When we can't see the one we love....

Recently I saw a news article that reported statistics of how detrimental the amount of time we spend looking at screens (i.e., smartphone screens, computer screens, tablet screens) is to our face-to-face relationships. Hmm, I said. I wonder if that’s really accurate. So I started to keep watch over myself.

I took note of the intensity with which I gazed into the eyes of a friend or family member. 

I rated how often I even noticed what was happening around me in real life: could I rest my eyes on something in nature, could I marvel at something another had created, could I admire something beautiful. 
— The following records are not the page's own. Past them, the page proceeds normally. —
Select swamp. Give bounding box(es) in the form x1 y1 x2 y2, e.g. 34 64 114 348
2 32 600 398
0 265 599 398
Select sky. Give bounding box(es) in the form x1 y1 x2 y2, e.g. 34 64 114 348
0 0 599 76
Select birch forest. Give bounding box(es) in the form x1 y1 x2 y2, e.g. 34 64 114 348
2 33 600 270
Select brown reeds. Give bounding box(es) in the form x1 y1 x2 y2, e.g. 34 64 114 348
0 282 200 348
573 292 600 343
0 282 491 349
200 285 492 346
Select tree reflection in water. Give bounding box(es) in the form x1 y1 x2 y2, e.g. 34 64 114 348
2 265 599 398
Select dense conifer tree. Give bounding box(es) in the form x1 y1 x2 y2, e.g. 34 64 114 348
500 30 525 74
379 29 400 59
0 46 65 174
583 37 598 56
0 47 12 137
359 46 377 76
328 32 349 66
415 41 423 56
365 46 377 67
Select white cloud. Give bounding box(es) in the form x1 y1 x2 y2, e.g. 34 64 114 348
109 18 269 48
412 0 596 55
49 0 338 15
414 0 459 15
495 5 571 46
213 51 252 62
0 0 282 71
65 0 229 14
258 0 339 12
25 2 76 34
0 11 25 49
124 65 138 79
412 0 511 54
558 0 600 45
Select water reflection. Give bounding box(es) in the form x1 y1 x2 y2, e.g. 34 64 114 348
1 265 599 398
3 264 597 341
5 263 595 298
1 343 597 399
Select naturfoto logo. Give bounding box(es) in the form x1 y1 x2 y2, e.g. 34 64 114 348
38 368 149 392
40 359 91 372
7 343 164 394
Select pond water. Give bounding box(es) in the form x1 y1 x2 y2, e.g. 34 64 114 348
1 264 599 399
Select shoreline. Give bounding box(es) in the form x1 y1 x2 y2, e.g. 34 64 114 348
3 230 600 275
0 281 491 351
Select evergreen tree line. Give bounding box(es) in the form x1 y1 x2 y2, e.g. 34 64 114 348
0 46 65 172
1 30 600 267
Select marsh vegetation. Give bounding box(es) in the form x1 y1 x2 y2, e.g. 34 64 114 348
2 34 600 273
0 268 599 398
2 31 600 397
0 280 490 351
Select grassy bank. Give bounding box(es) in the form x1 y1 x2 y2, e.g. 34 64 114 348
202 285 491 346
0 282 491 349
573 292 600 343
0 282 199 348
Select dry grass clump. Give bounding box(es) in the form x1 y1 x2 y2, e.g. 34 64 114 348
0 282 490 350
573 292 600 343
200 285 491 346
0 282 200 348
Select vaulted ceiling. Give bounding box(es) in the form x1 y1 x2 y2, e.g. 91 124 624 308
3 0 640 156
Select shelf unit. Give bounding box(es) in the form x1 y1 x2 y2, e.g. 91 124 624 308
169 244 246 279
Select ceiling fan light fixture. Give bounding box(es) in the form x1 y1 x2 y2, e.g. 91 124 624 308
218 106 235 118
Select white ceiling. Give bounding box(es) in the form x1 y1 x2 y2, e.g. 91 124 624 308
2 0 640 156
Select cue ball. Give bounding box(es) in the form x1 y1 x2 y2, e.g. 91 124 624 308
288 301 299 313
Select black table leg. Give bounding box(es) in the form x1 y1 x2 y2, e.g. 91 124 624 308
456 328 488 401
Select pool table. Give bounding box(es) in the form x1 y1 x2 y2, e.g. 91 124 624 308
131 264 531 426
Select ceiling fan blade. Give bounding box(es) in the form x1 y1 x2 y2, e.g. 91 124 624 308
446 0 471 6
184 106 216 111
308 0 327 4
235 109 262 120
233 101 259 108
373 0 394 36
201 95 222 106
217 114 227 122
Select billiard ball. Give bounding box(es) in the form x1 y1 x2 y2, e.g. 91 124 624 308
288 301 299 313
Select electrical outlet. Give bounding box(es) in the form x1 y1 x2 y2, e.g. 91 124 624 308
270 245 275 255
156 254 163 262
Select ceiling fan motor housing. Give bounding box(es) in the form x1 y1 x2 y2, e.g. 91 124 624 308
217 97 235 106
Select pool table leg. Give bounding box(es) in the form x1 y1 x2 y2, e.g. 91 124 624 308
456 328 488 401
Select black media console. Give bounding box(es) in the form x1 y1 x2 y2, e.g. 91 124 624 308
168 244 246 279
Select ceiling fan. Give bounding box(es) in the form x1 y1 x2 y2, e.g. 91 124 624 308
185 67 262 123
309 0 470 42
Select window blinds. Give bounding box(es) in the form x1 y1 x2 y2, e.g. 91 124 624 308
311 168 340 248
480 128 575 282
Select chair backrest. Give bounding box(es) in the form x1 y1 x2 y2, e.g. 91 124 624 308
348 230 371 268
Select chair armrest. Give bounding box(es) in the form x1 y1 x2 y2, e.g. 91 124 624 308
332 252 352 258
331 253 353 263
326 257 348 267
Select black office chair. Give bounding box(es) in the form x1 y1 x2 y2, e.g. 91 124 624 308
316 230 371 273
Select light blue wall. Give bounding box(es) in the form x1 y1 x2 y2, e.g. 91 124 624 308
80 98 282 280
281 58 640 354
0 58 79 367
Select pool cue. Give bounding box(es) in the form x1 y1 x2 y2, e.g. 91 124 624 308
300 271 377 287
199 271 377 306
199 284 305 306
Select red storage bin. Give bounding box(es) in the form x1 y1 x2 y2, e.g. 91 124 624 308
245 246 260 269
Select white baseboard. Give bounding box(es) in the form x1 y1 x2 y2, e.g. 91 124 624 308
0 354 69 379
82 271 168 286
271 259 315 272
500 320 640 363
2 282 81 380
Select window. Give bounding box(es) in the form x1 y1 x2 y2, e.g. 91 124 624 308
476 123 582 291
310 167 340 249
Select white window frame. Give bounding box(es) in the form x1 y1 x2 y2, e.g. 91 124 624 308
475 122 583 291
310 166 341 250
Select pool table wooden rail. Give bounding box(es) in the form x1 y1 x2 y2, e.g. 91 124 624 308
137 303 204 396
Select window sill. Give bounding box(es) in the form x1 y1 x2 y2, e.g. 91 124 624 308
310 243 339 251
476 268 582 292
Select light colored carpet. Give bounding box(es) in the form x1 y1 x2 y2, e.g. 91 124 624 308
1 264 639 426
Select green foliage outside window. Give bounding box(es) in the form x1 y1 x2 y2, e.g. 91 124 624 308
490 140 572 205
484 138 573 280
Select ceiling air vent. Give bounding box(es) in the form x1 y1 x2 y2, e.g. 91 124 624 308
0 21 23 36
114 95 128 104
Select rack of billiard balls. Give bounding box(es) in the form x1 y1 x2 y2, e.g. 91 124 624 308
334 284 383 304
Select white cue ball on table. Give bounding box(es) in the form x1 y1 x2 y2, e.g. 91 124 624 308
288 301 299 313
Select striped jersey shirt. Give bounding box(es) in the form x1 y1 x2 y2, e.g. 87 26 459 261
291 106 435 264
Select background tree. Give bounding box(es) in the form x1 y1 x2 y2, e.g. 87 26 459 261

I discovered, much to my sorrow, that, indeed, there was almost a film over my eyes. I no longer connected strongly through eye-contact, if I made eye-contact at all. 

Marriage is not all about eye contact, certainly, but oh how much we miss about this most important and beautiful of relationships if we aren’t able to really see the one we’ve married! We miss basic cues, yes, but we are also unable to communicate attentiveness and care if we can’t look long at our loved one when he or she speaks to us. We miss the satisfaction of seeing a face light up, or a sigh of relief, or the wondrous surprise at being understood. 

If our eyes are glazed over by the computer’s glare, the love that is the foundation of married love becomes more and more fragile. We might become aware that we are more eager to look at our phones or return to our internet surfing than we are to show kindness, listen to a story, wait upon a troubled heart. We retreat, then, into a world that revolves around the constant stimulation of our curiosity via the all pervasive internet, and thus isolates the other person who is shut out. 

So here are four things you can do to make sure this doesn’t happen to you: 

1) For two days keep a log of how much time you spend on the internet or looking at your phone. Be honest. What do you discover?

2) Be intentional about making eye-contact whenever someone else speaks to you. Stop everything and direct your gaze at the one who is speaking. Silently, admire what God has created and the gifts he has given to the other person.

3) Put curfew hours. You need to come back home to the physical/spiritual world at certain hours to give quality time to your spouse and family. Use your phone only for calls during this time and shut down your computer.

4) Plan times together with your spouse that are uninterrupted dates. Only answer the phone unless it is an emergency.

by Mary Cathryn Tames





  • What you say is true. But it doesn't only apply to the internet or phone, it also applies to watching too much TV. My husband is retired and spends hours in front of the tube.He thinks because he is retired he doesn't have to do much. He won't even do volunteer work. It drives me crazy.